Je montai sur le quai, m’assis et observai la station face à moi. De loin, sa structure s’avérait tout à fait banale : des parois de verre sur lesquelles étaient apposées, avec un intervalle d’une cinquantaine de centimètres peut-être, une toiture noire, elle aussi normale. Rien n’offrait d’aspérités particulières (à la différence de tant de commandes publiques d’artistes, prenant manifestement le pouvoir sur le lieu où ils interviennent) et pourtant, très vite, je fus sensible à un phénomène étrange. Quelque chose s’agitait à la façon d’un bruissement ou d’une autre activité minuscule, tant face à moi que derrière moi. En fait, l’image la plus juste est que j’avais la sensation d’être au milieu d’une volière, ouverte dans sa partie centrale (les voies de gazon).
En concentrant davantage mon observation du quai d’en face, je commençai à distinguer, sur la dizaine de parois de verre composant l’abri, de nombreux mots en noir, et d’autres – plutôt des phrases courtes – imprimés dans des tonalités claires (diverses nuances de gris et de blanc). A cet instant, tout se précipita ; la confusion éprouvée dix secondes plus tôt laissa place à une sorte de flash d’une grande netteté : je compris qu’il s’agissait de pages de livres, paraissant tenir en l’air du fait de la transparence du support ; et ce qui rendait cette impression de livre manifeste, c’est que, bien que les textes fussent disposés de manière non linéaire sur toute « la page », ils se mouvaient de gauche à droite ; ils appelaient ce mouvement fondamental de la lecture occidentale.
Gagnée par ce désir de lecture, je me retournai vers les parois de verre situées dans mon dos, et tombai sur cela, qui était imprimé sur la partie inférieure d’un panneau :
« Fossoyé remblayé
cratères
talus et fossés
chemins de terre battus
dans la « mauvaise » herbe »
Seul « talus et fossés » était imprimé en noir ; le reste l’était dans une nuance, non pas de gris, mais de noir, un noir qu’on aurait dit mélangé à de la transparence – une sorte de noir très aéré.

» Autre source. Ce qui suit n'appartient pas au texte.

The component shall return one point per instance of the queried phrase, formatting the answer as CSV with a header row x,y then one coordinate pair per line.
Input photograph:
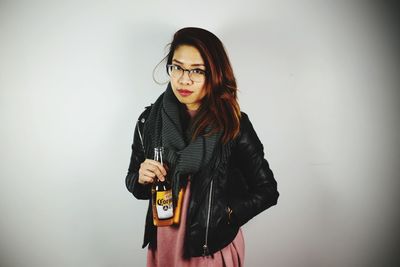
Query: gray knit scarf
x,y
183,156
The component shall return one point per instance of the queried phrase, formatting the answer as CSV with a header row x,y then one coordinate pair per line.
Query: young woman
x,y
212,152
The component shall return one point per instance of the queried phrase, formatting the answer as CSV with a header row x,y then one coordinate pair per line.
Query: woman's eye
x,y
198,71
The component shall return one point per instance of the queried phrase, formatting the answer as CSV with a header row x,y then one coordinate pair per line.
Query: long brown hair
x,y
219,108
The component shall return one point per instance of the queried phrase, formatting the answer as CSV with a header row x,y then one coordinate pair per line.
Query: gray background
x,y
318,80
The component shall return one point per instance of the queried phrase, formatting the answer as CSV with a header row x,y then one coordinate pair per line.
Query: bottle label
x,y
164,204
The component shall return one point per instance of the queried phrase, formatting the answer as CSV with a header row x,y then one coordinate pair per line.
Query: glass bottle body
x,y
162,204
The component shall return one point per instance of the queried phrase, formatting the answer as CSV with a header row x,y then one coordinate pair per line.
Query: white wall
x,y
317,80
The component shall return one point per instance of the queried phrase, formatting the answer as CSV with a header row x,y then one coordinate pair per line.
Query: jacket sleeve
x,y
140,191
261,185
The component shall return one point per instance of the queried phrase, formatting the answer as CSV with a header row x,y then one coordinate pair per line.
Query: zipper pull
x,y
205,251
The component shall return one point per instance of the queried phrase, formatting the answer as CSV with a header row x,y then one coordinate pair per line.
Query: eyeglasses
x,y
196,75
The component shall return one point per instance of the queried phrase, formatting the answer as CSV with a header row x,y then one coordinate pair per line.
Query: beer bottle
x,y
162,196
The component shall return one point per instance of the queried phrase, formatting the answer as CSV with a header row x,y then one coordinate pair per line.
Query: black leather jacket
x,y
238,177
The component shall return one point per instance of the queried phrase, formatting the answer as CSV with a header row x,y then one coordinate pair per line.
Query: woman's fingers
x,y
149,169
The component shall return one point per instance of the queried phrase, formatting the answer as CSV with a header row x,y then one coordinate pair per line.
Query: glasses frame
x,y
190,72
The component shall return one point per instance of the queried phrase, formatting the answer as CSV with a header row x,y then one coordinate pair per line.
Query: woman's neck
x,y
191,113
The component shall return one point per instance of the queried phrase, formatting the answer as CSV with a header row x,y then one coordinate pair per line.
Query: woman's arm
x,y
262,188
140,191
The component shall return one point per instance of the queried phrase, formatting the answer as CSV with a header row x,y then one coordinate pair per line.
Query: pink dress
x,y
169,250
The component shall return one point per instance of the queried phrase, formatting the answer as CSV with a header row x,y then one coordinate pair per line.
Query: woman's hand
x,y
149,170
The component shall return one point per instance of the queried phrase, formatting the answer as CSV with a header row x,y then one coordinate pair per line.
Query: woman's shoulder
x,y
145,114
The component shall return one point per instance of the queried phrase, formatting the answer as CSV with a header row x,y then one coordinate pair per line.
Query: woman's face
x,y
188,92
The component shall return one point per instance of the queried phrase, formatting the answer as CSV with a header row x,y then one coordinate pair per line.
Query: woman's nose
x,y
185,77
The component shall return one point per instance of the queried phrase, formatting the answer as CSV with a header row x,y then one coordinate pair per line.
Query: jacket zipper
x,y
140,134
205,246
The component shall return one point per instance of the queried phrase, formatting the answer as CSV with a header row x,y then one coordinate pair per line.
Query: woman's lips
x,y
184,92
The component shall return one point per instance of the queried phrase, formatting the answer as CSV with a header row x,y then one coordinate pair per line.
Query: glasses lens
x,y
176,72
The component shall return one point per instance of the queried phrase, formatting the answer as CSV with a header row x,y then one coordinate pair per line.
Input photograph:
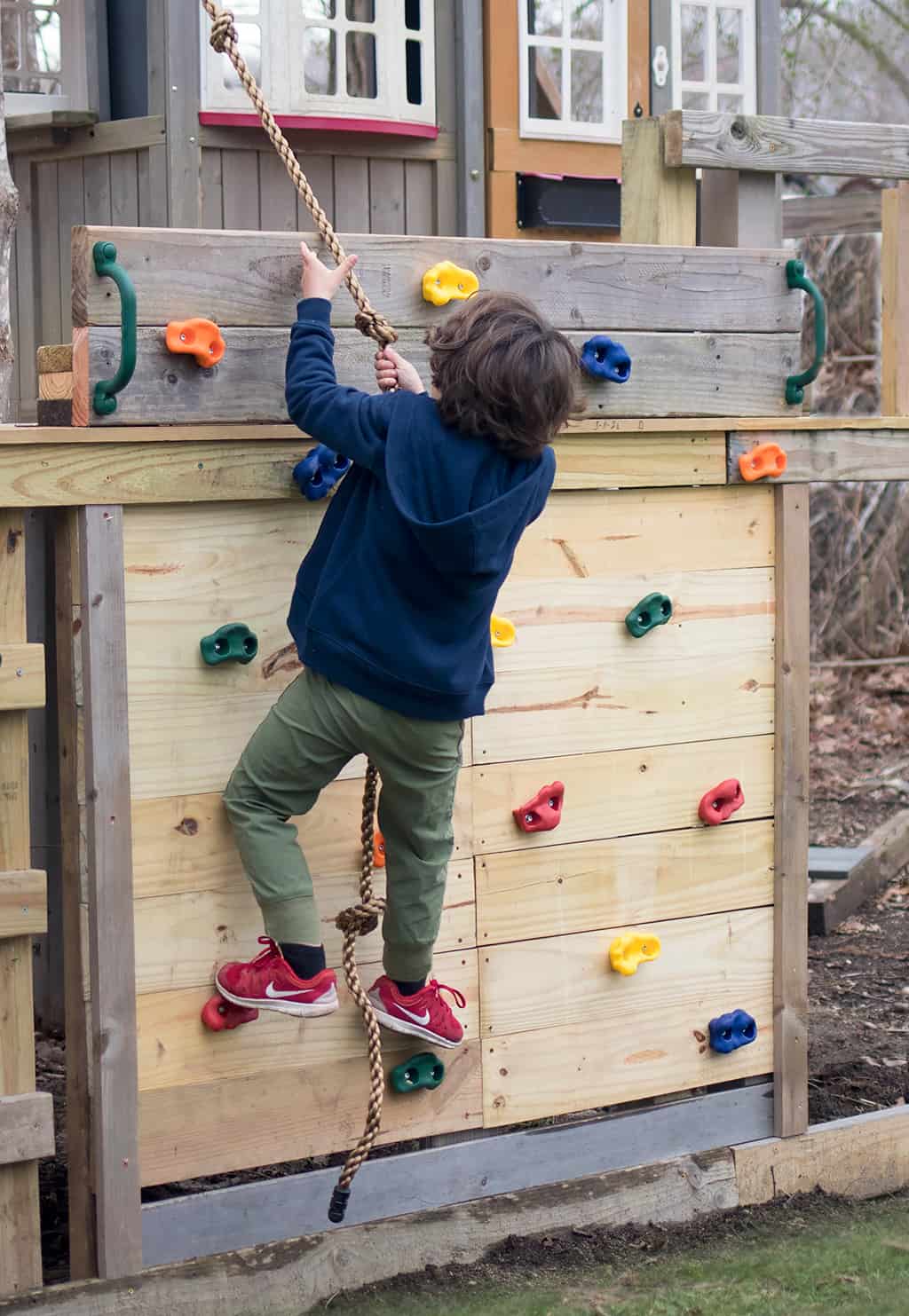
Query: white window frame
x,y
614,48
747,58
283,25
74,70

Sur le coup, la chose qui me marqua fut la matière du signifiant ; « fossoyé remblayé », en particulier, me retenait par ses deux « y » et ses « é » entre lesquels mon attention valsait. Puis très vite, le jeu de la lecture poétique s’éclipsa pour laisser place à quelque chose de probablement plus profond au sens où cette matière lexicale en s’imprimant directement sur le bitume que je voyais derrière elle (les stations étant construites sur des pilotis, on lit les textes de la partie inférieure « en plongée », sur fond de route) commença à lever du sol, comme une vapeur, une histoire transparente de Paris. Tout d’abord, les « talus et fossés », les « cratères » me rappelèrent ce lieu tel qu’il était six mois auparavant, lorsque la place était en travaux. Et progressivement, ce sont toutes les photographies que j’avais pu voir des bords externes de la capitale (après 1871) qui affluèrent avec une netteté successive, ralentie. Phénoménalement, il était très bizarre de repenser à ces « cratères » en fixant une route dont le bitume était si lisse qu’il paraissait refuser, sinon refouler, le souvenir de l’antériorité brutale et politique de sa naissance.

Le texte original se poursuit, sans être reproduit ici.